The iid-not-allowed rule is enforced in
chamber.evaluation.prereg.PreregistrationSpec
by a Pydantic model_validator: a YAML that pairs
run_purpose: leaderboard with bootstrap_method: iid fails to load
with a ValidationError quoting "iid bootstrap is not permitted for
leaderboard entries; use cluster (default) or hierarchical." The rule
is the same one stated in §1 — a pooled iid bootstrap on
seed-clustered episode data understates the CI width — restated at the
schema layer so an incorrectly configured spike refuses to launch
rather than silently producing a CI that cannot be admitted.

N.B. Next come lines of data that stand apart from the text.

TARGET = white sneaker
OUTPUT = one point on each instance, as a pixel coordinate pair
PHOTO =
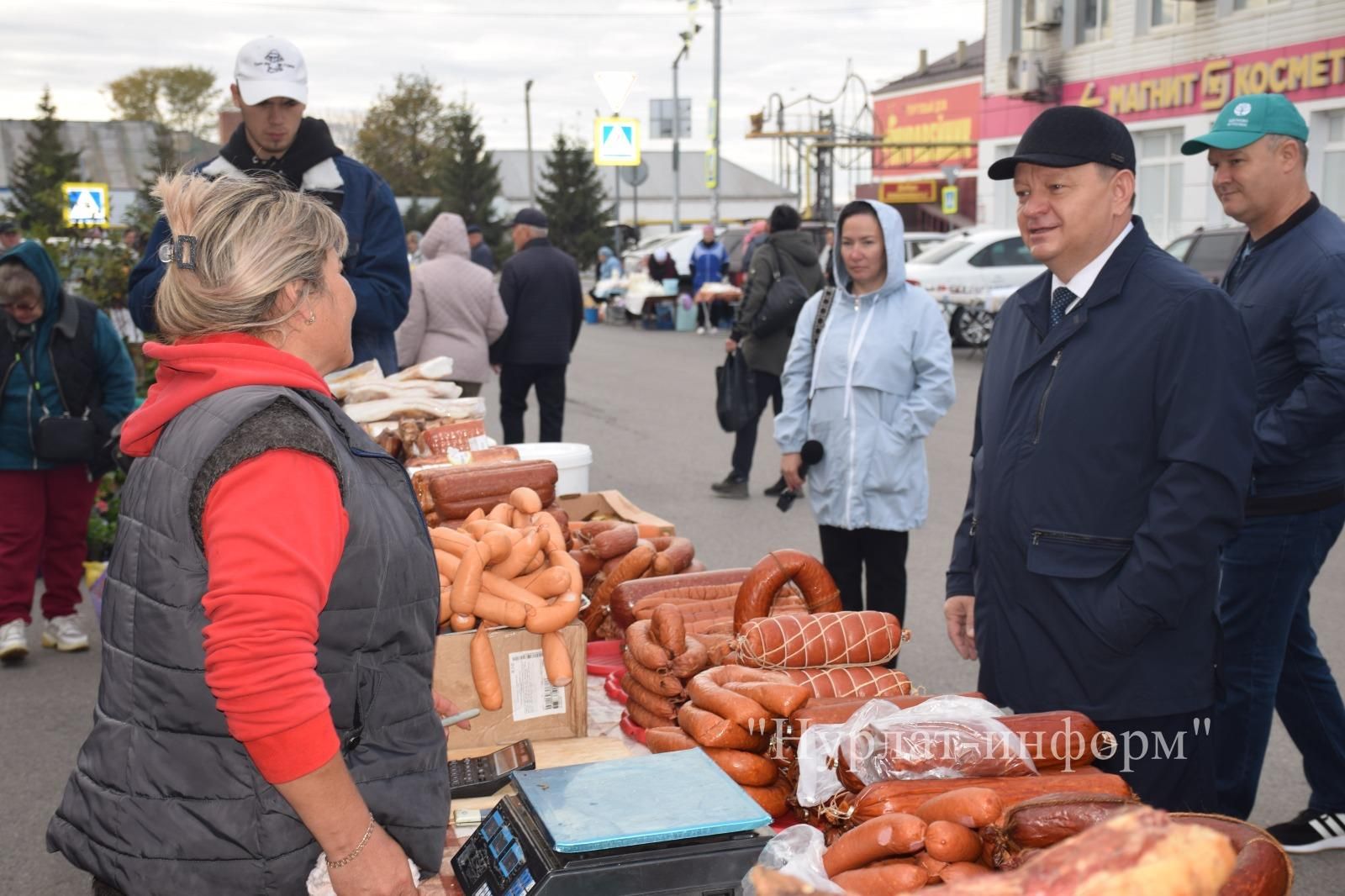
(65, 634)
(13, 640)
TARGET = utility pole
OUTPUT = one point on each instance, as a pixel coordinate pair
(528, 113)
(677, 138)
(715, 119)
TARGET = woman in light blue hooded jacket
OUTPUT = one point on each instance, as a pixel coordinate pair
(871, 392)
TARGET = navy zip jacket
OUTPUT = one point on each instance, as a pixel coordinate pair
(1290, 293)
(541, 291)
(1110, 463)
(376, 260)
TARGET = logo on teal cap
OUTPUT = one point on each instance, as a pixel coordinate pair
(1248, 119)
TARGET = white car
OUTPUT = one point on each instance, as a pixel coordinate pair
(972, 273)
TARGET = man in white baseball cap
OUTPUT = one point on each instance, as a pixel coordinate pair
(271, 91)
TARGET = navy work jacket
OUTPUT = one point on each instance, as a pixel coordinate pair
(1110, 463)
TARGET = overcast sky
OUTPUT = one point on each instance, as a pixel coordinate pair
(488, 49)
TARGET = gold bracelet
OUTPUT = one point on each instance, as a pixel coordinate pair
(369, 831)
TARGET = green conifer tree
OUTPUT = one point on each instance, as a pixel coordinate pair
(38, 172)
(573, 199)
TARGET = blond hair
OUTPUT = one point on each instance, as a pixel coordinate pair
(255, 235)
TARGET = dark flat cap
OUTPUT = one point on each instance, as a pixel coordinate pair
(1068, 136)
(531, 217)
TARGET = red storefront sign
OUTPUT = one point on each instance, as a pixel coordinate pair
(1301, 71)
(943, 116)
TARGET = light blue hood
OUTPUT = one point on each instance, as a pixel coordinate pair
(894, 239)
(880, 380)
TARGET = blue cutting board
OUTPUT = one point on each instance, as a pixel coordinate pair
(642, 799)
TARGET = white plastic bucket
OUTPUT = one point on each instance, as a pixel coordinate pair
(572, 461)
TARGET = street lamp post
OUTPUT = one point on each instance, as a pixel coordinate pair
(677, 134)
(528, 113)
(715, 138)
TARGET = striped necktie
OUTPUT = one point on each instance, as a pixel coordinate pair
(1060, 300)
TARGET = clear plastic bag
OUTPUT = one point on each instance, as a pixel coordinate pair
(942, 737)
(798, 853)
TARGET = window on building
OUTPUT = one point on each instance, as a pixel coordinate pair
(1094, 20)
(1333, 165)
(1172, 13)
(1158, 182)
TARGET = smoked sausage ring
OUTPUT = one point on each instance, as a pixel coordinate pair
(759, 588)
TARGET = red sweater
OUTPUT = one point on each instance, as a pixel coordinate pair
(273, 530)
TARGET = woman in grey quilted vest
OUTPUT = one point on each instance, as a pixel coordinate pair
(269, 618)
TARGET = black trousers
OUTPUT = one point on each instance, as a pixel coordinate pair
(744, 440)
(880, 555)
(1167, 772)
(515, 382)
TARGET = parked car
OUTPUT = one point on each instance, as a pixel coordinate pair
(1208, 252)
(972, 273)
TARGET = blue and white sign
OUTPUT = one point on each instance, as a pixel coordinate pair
(616, 141)
(87, 205)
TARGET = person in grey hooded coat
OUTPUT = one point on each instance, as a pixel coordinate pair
(871, 392)
(455, 308)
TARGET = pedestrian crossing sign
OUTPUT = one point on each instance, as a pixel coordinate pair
(85, 205)
(616, 141)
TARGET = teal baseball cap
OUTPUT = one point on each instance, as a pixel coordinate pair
(1248, 119)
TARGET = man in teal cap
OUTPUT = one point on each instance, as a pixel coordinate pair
(1289, 286)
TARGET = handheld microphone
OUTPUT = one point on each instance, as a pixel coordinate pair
(811, 455)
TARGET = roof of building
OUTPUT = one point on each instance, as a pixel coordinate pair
(943, 69)
(736, 182)
(118, 154)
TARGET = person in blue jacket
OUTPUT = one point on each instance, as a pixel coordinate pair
(1111, 455)
(709, 261)
(871, 390)
(1286, 284)
(271, 89)
(62, 356)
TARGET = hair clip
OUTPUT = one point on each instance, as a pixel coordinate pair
(181, 250)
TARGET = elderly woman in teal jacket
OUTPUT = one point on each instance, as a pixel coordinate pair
(65, 382)
(869, 392)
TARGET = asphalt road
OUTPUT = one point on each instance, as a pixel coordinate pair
(645, 401)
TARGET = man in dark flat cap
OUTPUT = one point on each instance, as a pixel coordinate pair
(541, 289)
(1110, 461)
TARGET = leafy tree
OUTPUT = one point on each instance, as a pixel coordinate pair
(145, 212)
(178, 98)
(468, 175)
(573, 199)
(38, 172)
(403, 134)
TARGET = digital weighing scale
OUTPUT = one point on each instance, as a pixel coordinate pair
(667, 824)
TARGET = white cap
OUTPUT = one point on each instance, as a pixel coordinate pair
(271, 67)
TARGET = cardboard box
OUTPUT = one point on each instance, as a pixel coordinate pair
(533, 708)
(612, 505)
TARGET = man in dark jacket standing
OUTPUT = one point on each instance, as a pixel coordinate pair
(541, 291)
(271, 89)
(1286, 284)
(786, 253)
(1110, 461)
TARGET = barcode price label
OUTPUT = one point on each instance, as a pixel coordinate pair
(533, 694)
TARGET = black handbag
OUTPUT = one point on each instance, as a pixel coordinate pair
(736, 400)
(784, 299)
(66, 440)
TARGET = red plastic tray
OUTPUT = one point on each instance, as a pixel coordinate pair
(614, 688)
(604, 656)
(631, 728)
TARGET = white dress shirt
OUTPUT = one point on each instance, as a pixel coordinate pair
(1082, 282)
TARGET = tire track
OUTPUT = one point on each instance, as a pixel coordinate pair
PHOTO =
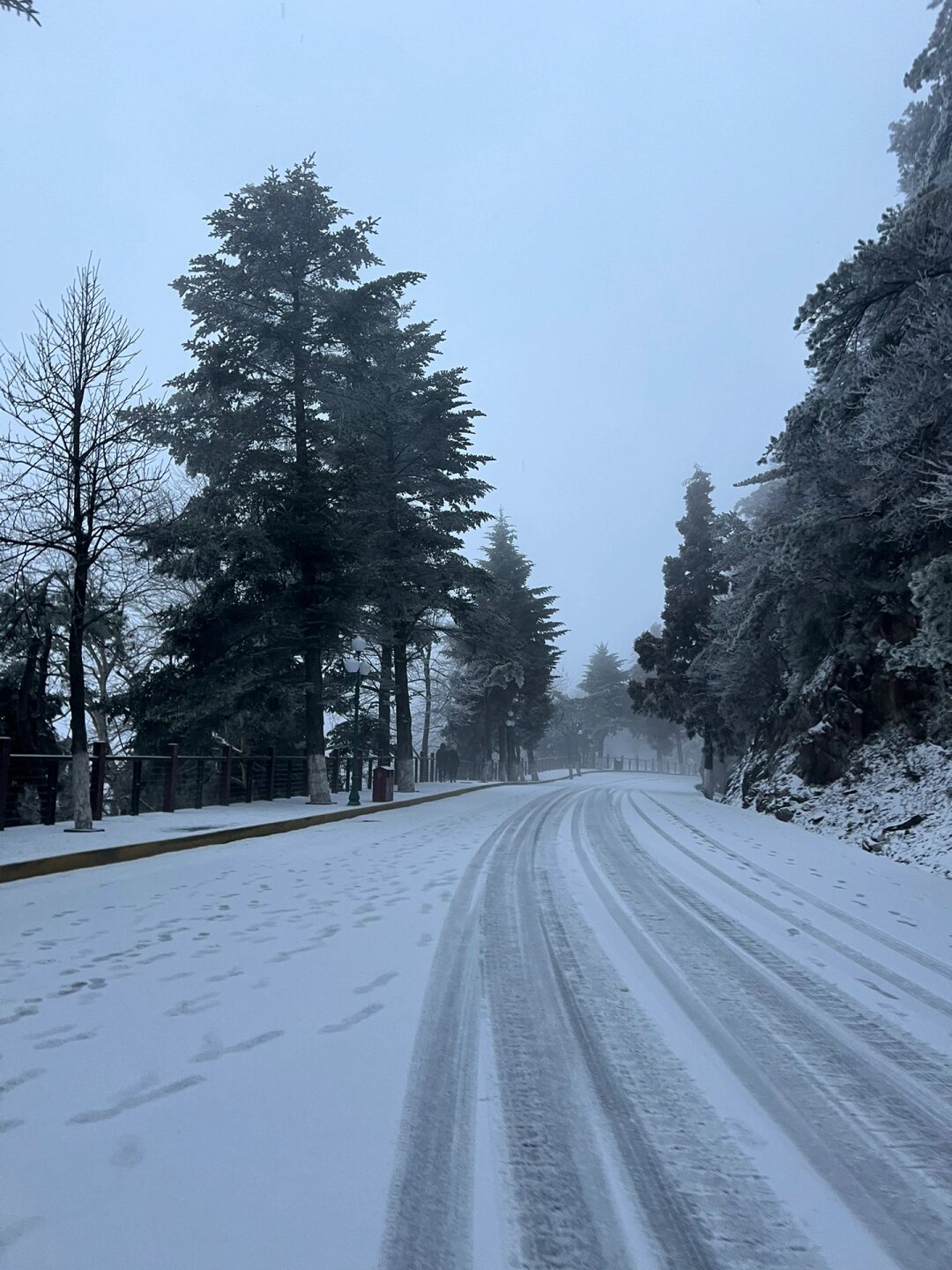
(857, 923)
(429, 1208)
(588, 1087)
(880, 1147)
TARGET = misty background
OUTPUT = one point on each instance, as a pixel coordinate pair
(619, 210)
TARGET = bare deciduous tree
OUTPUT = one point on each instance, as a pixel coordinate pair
(79, 478)
(22, 6)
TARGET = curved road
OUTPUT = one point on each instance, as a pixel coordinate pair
(593, 1010)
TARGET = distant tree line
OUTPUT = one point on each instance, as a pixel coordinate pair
(324, 482)
(820, 609)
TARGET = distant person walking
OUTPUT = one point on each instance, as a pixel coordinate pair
(442, 764)
(452, 765)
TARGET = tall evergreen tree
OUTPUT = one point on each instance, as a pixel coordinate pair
(675, 686)
(505, 657)
(606, 705)
(254, 418)
(407, 473)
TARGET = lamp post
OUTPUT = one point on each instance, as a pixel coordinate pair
(355, 666)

3.4 Stewardship and machine-readability
Beyond per-experiment statistics, CHAMBER artifacts (datasets, policies, leaderboard entries) follow the FAIR principles for scientific data management and stewardship (Wilkinson et al. 2016 [
wilkinson2016fair]): every artifact is Findable (Zenodo DOI on every release), Accessible (Apache-2.0 licence + public mirror), Interoperable (uv.lock-pinned dependencies + SCHEMA_VERSION-pinned wire format), and Reusable (CITATION.cff + SBOM + this reporting contract).
See wilkinson2016fair in literature.md §5 and
the canonical entry in refs.bib for the bibliographic
record.